Dziewięć osób z objawami zatrucia trafiło do trzech szczecińskich szpitali po tym, jak na Wydziale Matematyczno-Fizycznym Uniwersytetu Szczecińskiego doszło do rozlania nieznanej substancji chemicznej. Budynek uniwersytetu ewakuowano.
Poszkodowani skarżą się na duszności, podrażnienie gardła i drżenie kończyn. Przewieziono ich na dokładne badania do szpitali wojskowego, MSWiA oraz miejskiego.
Jak poinformowała Komenda Miejskiej Straży Pożarnej w Szczecinie podczas akcji ratunkowej ewakuowano cały budynek.
Wg wstępnych ustaleń do rozlania chemikaliów doszło w jednym z pomieszczeń w czasie przesuwania szafy, w której znajdowało się wiele pojemników z różnymi substancjami. Wypadły z niej dwa słoiki z różnymi chemikaliami i rozbiły się o podłogę. Obie substancje weszły ze sobą w reakcję chemiczną wywołując kłęby czerwonego, drażniącego dymu.

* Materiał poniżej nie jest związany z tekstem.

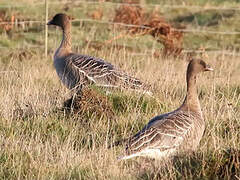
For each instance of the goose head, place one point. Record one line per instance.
(61, 20)
(196, 66)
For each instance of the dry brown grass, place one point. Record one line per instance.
(155, 26)
(39, 141)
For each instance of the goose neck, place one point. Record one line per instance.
(191, 102)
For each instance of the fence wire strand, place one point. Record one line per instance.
(208, 7)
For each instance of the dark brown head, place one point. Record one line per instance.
(61, 20)
(197, 65)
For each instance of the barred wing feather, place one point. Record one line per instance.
(166, 134)
(100, 72)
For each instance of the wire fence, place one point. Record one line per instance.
(46, 4)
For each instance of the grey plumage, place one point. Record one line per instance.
(75, 69)
(179, 130)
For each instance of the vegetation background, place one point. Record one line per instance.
(38, 140)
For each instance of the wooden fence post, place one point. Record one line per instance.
(46, 27)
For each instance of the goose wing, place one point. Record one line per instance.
(166, 133)
(100, 72)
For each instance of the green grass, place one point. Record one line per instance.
(38, 140)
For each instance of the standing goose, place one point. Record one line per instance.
(181, 129)
(76, 70)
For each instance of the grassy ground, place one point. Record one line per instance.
(40, 141)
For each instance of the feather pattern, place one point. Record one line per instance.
(179, 130)
(168, 132)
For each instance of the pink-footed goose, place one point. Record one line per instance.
(76, 70)
(179, 130)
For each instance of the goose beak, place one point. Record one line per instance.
(49, 22)
(208, 68)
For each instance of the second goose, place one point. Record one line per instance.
(77, 70)
(179, 130)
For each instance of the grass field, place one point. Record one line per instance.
(40, 141)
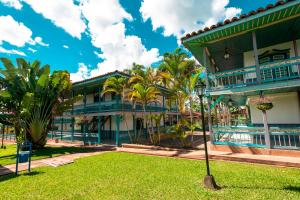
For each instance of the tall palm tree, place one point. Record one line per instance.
(174, 70)
(188, 88)
(144, 95)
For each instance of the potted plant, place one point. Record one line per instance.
(264, 106)
(263, 103)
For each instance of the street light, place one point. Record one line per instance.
(209, 181)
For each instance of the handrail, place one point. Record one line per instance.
(246, 76)
(261, 66)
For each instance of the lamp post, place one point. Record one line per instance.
(209, 181)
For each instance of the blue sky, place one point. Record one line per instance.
(92, 37)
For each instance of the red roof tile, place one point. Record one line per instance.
(242, 16)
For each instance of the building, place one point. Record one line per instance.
(253, 58)
(98, 119)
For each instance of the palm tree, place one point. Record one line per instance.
(34, 96)
(144, 95)
(118, 86)
(188, 89)
(174, 70)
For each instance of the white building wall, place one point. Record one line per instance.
(286, 109)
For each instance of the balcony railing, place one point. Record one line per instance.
(280, 138)
(111, 106)
(277, 71)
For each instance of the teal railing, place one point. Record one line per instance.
(280, 138)
(111, 106)
(246, 76)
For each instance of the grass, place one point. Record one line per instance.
(8, 155)
(128, 176)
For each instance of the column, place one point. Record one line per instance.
(99, 118)
(61, 127)
(99, 129)
(254, 41)
(85, 119)
(117, 121)
(72, 119)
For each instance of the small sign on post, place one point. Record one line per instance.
(24, 151)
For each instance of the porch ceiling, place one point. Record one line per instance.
(239, 29)
(236, 46)
(270, 88)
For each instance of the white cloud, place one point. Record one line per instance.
(177, 17)
(107, 29)
(39, 41)
(81, 74)
(12, 3)
(32, 50)
(99, 55)
(14, 32)
(64, 14)
(12, 51)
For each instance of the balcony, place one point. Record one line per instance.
(272, 72)
(245, 136)
(117, 106)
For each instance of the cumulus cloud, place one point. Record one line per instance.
(16, 33)
(39, 41)
(106, 26)
(81, 74)
(12, 3)
(13, 32)
(12, 51)
(32, 50)
(177, 17)
(64, 14)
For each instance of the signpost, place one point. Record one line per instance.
(24, 151)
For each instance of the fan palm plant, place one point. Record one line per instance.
(34, 96)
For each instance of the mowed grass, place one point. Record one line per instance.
(117, 175)
(8, 155)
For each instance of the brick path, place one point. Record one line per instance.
(281, 161)
(53, 162)
(165, 152)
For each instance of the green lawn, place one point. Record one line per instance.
(8, 155)
(128, 176)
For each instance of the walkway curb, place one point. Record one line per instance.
(278, 161)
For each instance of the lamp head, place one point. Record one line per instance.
(199, 88)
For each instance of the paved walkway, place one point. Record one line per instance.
(165, 152)
(53, 162)
(281, 161)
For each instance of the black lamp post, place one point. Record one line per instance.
(209, 181)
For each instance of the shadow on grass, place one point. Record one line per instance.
(293, 188)
(290, 188)
(49, 152)
(13, 175)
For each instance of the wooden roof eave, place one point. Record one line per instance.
(195, 40)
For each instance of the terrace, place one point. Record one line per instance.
(274, 72)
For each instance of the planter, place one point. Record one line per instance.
(264, 106)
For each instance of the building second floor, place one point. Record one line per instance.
(256, 51)
(92, 100)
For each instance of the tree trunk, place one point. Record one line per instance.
(191, 120)
(267, 134)
(2, 142)
(145, 119)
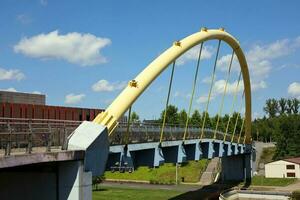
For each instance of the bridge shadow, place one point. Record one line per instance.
(209, 192)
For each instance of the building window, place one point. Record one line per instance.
(290, 167)
(290, 175)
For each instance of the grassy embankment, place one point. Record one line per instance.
(132, 194)
(165, 174)
(267, 155)
(262, 181)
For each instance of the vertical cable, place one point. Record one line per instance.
(128, 126)
(242, 127)
(167, 103)
(193, 92)
(233, 105)
(211, 87)
(237, 117)
(224, 93)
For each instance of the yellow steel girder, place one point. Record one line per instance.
(136, 87)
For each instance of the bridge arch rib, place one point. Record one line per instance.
(137, 86)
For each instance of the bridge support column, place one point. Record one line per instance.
(73, 182)
(158, 157)
(126, 158)
(193, 151)
(237, 167)
(227, 149)
(218, 147)
(174, 154)
(207, 149)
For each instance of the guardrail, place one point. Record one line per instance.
(30, 135)
(251, 194)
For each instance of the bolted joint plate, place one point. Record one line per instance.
(93, 139)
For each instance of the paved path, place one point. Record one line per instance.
(182, 188)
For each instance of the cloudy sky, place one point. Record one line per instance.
(82, 53)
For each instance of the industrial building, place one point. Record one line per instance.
(287, 168)
(33, 106)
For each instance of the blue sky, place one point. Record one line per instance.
(82, 53)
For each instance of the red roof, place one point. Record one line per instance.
(293, 160)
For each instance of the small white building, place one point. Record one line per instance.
(287, 168)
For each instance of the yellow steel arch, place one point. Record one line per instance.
(136, 86)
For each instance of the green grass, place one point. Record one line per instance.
(262, 181)
(267, 155)
(165, 174)
(130, 194)
(296, 195)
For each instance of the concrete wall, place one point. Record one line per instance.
(51, 181)
(278, 169)
(24, 98)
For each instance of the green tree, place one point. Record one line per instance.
(196, 119)
(207, 120)
(271, 107)
(134, 118)
(296, 105)
(289, 109)
(282, 106)
(172, 116)
(182, 117)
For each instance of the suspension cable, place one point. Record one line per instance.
(224, 94)
(210, 90)
(237, 117)
(193, 92)
(128, 126)
(233, 105)
(167, 103)
(240, 135)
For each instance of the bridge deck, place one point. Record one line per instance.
(25, 136)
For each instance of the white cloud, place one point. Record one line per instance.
(73, 98)
(207, 79)
(179, 94)
(43, 2)
(24, 19)
(36, 92)
(193, 54)
(258, 85)
(11, 89)
(219, 87)
(77, 48)
(260, 60)
(294, 89)
(204, 98)
(105, 86)
(11, 74)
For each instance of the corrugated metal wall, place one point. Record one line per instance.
(30, 111)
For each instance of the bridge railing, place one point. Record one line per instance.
(36, 135)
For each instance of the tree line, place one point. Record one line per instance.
(281, 124)
(177, 117)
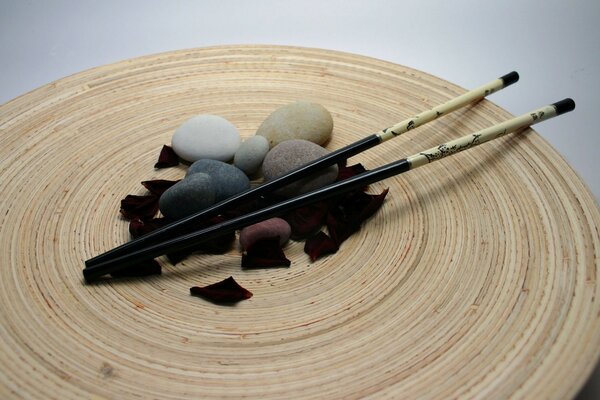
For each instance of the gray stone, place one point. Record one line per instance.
(273, 227)
(299, 120)
(188, 196)
(206, 136)
(251, 154)
(227, 179)
(292, 154)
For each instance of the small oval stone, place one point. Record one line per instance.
(298, 120)
(251, 154)
(206, 136)
(188, 196)
(292, 154)
(227, 180)
(273, 227)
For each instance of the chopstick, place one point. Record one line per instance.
(190, 240)
(334, 157)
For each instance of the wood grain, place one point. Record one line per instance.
(477, 279)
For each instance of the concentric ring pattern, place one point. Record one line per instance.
(477, 278)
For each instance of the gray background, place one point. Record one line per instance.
(552, 44)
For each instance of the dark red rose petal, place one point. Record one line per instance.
(158, 186)
(265, 253)
(138, 228)
(226, 291)
(167, 158)
(307, 220)
(346, 217)
(142, 207)
(151, 267)
(345, 172)
(319, 245)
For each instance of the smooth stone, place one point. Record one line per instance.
(273, 227)
(292, 154)
(206, 136)
(188, 196)
(251, 154)
(227, 179)
(299, 120)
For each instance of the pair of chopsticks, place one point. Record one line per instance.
(181, 235)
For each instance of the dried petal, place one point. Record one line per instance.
(265, 253)
(138, 228)
(346, 217)
(150, 267)
(167, 158)
(158, 186)
(226, 291)
(142, 207)
(307, 220)
(320, 245)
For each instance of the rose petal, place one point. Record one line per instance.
(265, 253)
(320, 245)
(307, 220)
(142, 207)
(167, 158)
(226, 291)
(150, 267)
(158, 186)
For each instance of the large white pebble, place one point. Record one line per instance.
(206, 136)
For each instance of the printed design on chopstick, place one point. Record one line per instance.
(445, 150)
(538, 115)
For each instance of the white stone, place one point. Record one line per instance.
(206, 136)
(251, 154)
(299, 120)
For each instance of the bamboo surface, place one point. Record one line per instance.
(476, 279)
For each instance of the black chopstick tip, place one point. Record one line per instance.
(564, 106)
(510, 78)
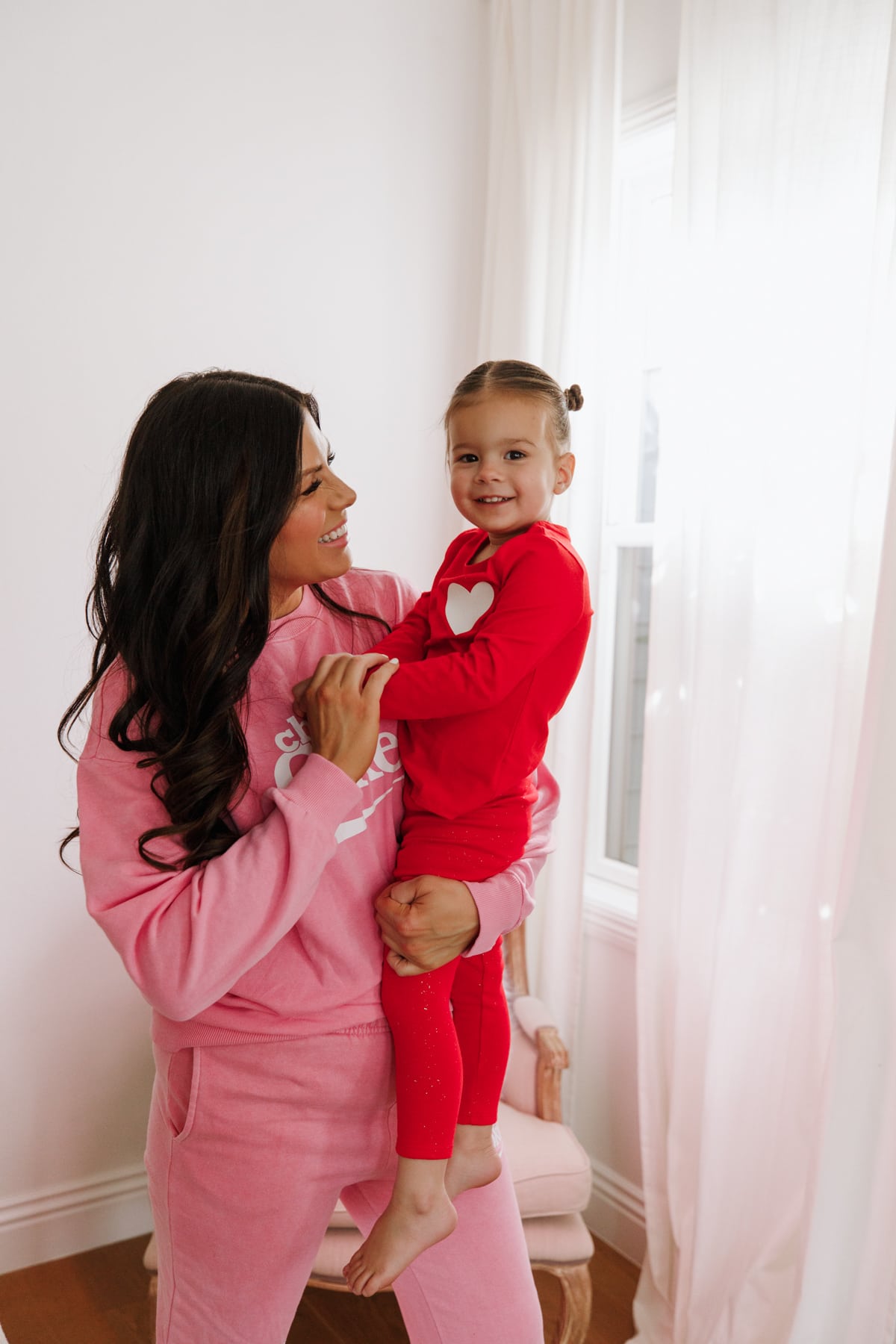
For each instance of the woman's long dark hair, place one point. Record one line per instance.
(181, 593)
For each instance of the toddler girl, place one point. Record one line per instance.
(487, 658)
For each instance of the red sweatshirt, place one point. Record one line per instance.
(487, 659)
(276, 937)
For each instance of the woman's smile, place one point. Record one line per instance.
(312, 544)
(339, 537)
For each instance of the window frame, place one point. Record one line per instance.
(647, 143)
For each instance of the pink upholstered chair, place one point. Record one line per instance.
(550, 1169)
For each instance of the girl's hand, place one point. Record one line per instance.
(341, 703)
(426, 922)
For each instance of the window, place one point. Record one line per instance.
(635, 420)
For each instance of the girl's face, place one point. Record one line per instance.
(312, 546)
(504, 467)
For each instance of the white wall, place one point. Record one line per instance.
(290, 187)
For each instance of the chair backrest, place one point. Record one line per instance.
(516, 976)
(520, 1083)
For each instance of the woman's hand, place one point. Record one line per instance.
(426, 922)
(341, 703)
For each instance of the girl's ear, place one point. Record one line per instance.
(566, 470)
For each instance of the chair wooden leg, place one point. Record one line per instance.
(575, 1310)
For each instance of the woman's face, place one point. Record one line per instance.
(312, 546)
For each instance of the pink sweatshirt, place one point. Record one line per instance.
(276, 939)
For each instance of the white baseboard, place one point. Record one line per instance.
(72, 1218)
(615, 1213)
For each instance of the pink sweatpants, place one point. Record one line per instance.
(249, 1149)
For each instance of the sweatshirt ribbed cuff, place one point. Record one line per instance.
(329, 786)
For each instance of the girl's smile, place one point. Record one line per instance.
(504, 465)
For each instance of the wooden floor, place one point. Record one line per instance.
(100, 1297)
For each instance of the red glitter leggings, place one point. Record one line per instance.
(449, 1068)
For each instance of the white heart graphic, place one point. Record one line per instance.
(462, 609)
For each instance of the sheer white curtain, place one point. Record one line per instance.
(554, 121)
(768, 941)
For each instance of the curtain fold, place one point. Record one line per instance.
(554, 127)
(770, 523)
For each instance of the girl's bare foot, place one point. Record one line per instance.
(474, 1160)
(399, 1234)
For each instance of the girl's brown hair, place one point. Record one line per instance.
(514, 376)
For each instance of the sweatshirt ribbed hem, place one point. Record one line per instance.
(180, 1035)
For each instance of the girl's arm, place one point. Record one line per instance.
(429, 921)
(408, 640)
(187, 936)
(541, 601)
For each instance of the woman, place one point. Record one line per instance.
(234, 853)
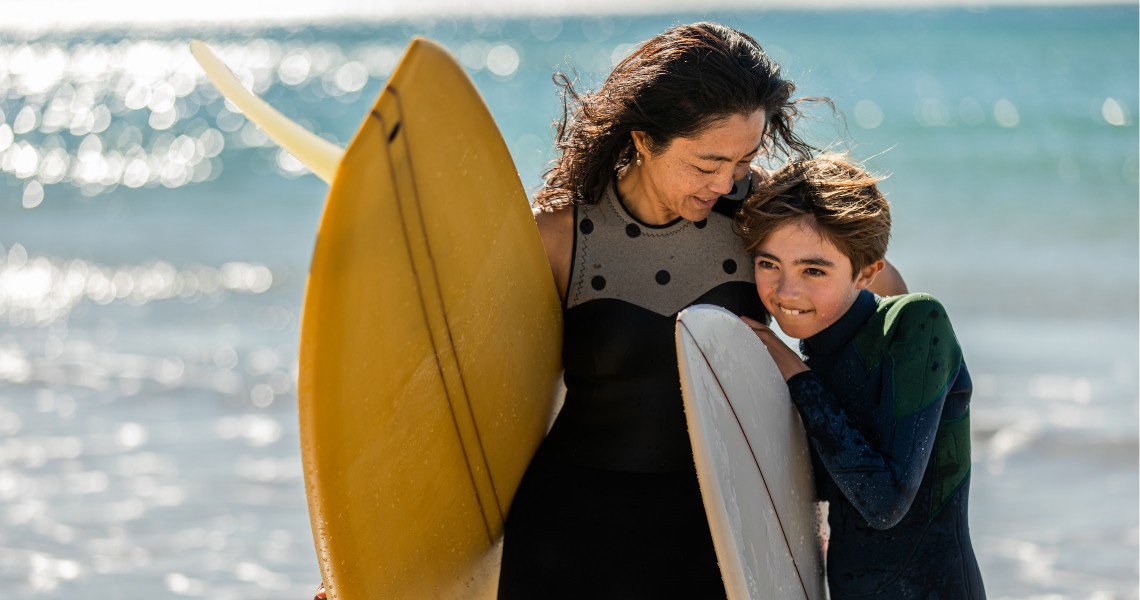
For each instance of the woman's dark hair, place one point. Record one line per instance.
(674, 84)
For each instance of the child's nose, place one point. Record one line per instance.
(787, 289)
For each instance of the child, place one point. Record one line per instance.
(884, 394)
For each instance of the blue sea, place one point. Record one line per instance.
(154, 248)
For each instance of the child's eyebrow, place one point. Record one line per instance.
(725, 159)
(815, 261)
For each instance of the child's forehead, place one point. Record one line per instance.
(800, 233)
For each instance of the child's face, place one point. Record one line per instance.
(805, 281)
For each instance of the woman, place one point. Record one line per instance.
(635, 230)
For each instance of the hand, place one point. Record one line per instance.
(788, 362)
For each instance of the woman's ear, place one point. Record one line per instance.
(866, 275)
(641, 142)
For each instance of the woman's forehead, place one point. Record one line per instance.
(727, 138)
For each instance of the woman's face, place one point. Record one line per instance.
(687, 176)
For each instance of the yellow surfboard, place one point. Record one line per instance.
(430, 343)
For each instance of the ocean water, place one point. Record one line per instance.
(154, 248)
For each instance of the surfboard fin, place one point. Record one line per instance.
(318, 154)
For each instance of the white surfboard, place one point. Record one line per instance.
(751, 457)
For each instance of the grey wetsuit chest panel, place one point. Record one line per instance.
(623, 408)
(660, 268)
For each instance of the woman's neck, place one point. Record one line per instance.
(642, 199)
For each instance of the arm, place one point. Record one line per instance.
(556, 230)
(889, 282)
(881, 481)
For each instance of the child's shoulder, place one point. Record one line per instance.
(911, 309)
(906, 319)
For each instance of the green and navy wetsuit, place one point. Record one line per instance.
(886, 408)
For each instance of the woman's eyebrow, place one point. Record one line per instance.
(726, 159)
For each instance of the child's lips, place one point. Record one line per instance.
(703, 203)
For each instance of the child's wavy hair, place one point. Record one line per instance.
(832, 195)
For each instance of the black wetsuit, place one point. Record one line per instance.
(886, 407)
(610, 505)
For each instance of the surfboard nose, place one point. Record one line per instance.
(316, 153)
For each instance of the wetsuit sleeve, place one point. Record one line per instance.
(920, 359)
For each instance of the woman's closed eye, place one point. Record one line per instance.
(706, 171)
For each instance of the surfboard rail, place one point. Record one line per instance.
(752, 460)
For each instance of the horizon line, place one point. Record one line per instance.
(66, 16)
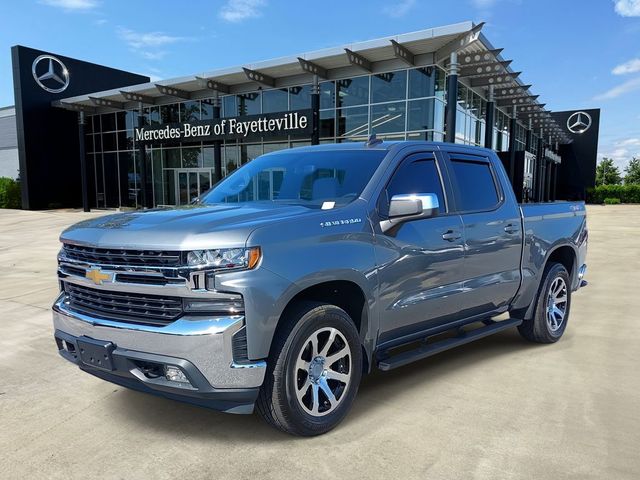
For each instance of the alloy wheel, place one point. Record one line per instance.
(322, 373)
(556, 304)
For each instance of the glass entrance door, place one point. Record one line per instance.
(190, 183)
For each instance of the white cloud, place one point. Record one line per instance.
(238, 10)
(148, 44)
(147, 40)
(627, 8)
(621, 151)
(72, 5)
(619, 90)
(631, 66)
(483, 4)
(399, 9)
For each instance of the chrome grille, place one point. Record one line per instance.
(127, 307)
(115, 256)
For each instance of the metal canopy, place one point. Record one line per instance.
(312, 68)
(358, 60)
(259, 77)
(105, 102)
(485, 70)
(212, 85)
(138, 97)
(403, 53)
(516, 101)
(505, 79)
(173, 92)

Strażacy zabezpieczyli te niezidentyfikowane substancje. Zostaną one przetransportowane na miejsce utylizacji. Wcześniej jednak straż spróbuje ustalić, jakiego rodzaju chemikalia przetrzymywano w szafie – podkreślił rzecznik KM SP Mirosław Siewierski.
Na miejsce zdarzenia wysłano cztery zastępy SP, w tym zastęp ratownictwa chemicznego. Pojechał również wóz rozpoznania operacyjnego – dodał rzecznik. Sytuacja jest już opanowana, strażacy sprawdzają, czy budynek jest bezpieczny - zaznaczył.